When he did want to communicate with people, he found it pretty easy.

“I journaled every day,” he says. “I had a device called Pocketmail, like a Blackberry, but not a phone. It stores your e-mails as you write them in the mountains, then you dial an 800 number on a pay phone, and it sends your e-mails. I had about 50 people on my distribution list.

“Then there’s trailjournals .com, so you can put your journal right online. I’d eat dinner, read the guidebook, write in my journal and go to sleep.”

After walking the first 400 miles alone, he met an Australian with whom he walked about 500 miles, and later he hiked with two women through much of the Oregon and Washington sections of the trail.

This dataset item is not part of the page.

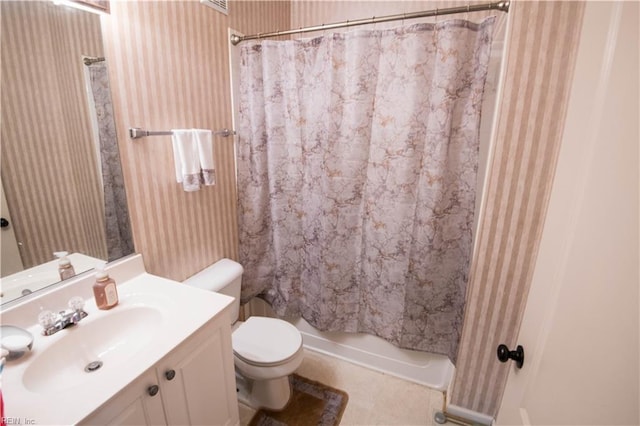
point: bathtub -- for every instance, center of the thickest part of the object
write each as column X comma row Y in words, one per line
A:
column 432, row 370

His girlfriend came up from Berkeley to hike a section with him, though at his pace of 25 to 30 miles a day, it was difficult for her to keep up.

An active person, he didn’t do much training for the trail. “I went with the theory that the first 300 to 400 miles train you for the rest.”

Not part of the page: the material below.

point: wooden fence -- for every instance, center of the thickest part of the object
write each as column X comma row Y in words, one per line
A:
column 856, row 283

Still, he lost about 20 pounds off his 5-foot-8-inch frame, weight he said he didn’t have to lose. He recommends it as a great weight-loss idea, though.

“I saw people who I would consider obese drop 40 or 50 pounds in the first couple of weeks,” he says.

Towne got his backpack down to about 15 pounds, not counting food and water. His wardrobe was minimal: one short-sleeve shirt; one long-sleeve shirt; one pair each of long pants, shorts and rain pants; three pairs of socks; and a rain jacket. He also had a down jacket in the high Sierra, but in general he found the weather to be manageable. He did have to hike through a couple of thunderstorms because there was nowhere to stop.

His food was suitably simple: He started each day with instant oatmeal (mixed in a water bottle; he carried no stove after a couple of hundred miles). His basic dried food consisted of refried and black beans, split-pea soup and lentil soup. He ate dried fruit and nuts. He tried beef jerky, but found that it didn’t keep well. And he carried olive oil, good for fat and calories.

And then there were the Snickers bars. Lots of Snickers bars.

“A lot of people live on those things,” he says. “Which is fine, but you have to eat ’em early in the day, while it’s still cool, or they’ll melt.”

His food came by mail from his mother, who sent 26 packages to small towns along the way. He also was happy to buy meals in many of the small towns he encountered, though some, he says, were worse than his trail food. He also stayed in a couple of hotels, mostly for the hot shower.